Kom, Ambroise (2005) “Redesigning the African university, emerging from subalternity” in CODESRIA Bulletin no. 1 & 2. page 4-7.
p. 5: “To put it plainly, colonial authority has created the university in Africa by taking careful account not only of the representation it makes of itself through the education dispensed, but also by fixing from the very beginning the image that Africans should have of themselves and of their university studies. And that image is solidly inscribed in subordination.”
p. 6: “The colonial university, just like the white master’s school, was part of the arsenal that allowed him to inscribe us in his ‘narration’, to use the term dear to Edward Said, who wrote: ‘nations themselves are narrations. The power to narrate, or to block other narratives from forming and emerging, is very important to culture and imperialism, and constitutes one of the main connections between them.”
p. 7: “The university that might have contributed to the establishment of tools of nation-building should have stated . . . the de-mythification of Euramerica and should have decoded the way in which it has been put together. . . But it should also have affirmed its determination to extract us from subalternity, from the negativeness of the Other’s look by presenting, like the Chinese and numerous other Asians, a representation of ourselves as those who steal fire. Let us understand that the hegemony of Euramerica, legitimate after all, was not a spontaneous affair and that our deprivation/poverty is not a matter of destiny, that it is impossible for us to get out of the mess if we do not perfect an aggressive strategy for reconquering our being-in-the-world.”

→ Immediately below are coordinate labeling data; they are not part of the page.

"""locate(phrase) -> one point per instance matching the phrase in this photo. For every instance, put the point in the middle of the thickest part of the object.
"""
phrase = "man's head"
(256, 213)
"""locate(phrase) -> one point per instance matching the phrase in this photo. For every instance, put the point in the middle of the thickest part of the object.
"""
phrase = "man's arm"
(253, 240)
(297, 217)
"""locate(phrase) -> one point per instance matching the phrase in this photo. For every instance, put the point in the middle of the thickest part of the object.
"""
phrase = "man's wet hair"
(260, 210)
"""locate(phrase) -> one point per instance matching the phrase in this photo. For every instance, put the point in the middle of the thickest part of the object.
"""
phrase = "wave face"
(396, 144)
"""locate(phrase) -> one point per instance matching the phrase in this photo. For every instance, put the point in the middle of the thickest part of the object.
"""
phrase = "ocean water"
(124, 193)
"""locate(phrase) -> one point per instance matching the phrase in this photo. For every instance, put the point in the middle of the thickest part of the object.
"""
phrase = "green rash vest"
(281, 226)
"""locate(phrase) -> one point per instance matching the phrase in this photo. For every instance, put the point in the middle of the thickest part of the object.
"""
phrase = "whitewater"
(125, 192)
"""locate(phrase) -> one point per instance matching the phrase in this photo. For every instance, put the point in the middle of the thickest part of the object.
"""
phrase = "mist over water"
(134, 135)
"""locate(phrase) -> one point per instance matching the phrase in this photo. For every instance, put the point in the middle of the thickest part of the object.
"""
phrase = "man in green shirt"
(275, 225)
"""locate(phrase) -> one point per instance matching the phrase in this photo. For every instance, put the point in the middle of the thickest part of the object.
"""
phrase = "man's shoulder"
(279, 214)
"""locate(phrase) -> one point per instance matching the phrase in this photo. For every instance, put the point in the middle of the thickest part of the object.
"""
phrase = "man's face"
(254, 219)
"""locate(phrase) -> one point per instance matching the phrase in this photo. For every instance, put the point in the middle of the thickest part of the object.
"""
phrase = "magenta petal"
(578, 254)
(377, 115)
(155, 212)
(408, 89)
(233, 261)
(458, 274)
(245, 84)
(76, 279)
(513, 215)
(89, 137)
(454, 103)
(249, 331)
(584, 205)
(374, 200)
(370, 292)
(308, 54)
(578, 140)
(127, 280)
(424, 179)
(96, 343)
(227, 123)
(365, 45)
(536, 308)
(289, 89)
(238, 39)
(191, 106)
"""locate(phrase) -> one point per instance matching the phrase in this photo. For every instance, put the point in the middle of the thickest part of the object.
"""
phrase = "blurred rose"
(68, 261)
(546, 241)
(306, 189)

p. 7: “If we have not questioned the dominant discourse, have not defined the terms of our own narrative, have not conceived institutions with precise goals that correspond to our immediate and future needs, all our educational programs like all appointments and promotions of teachers will be exercises bordering on futility.”
As Americans and Europeans like to say, it is the institution not the individual that counts – the Presidency not the President; the Monarchy not the Monarch, etc. Africa MUST develop its own institutions.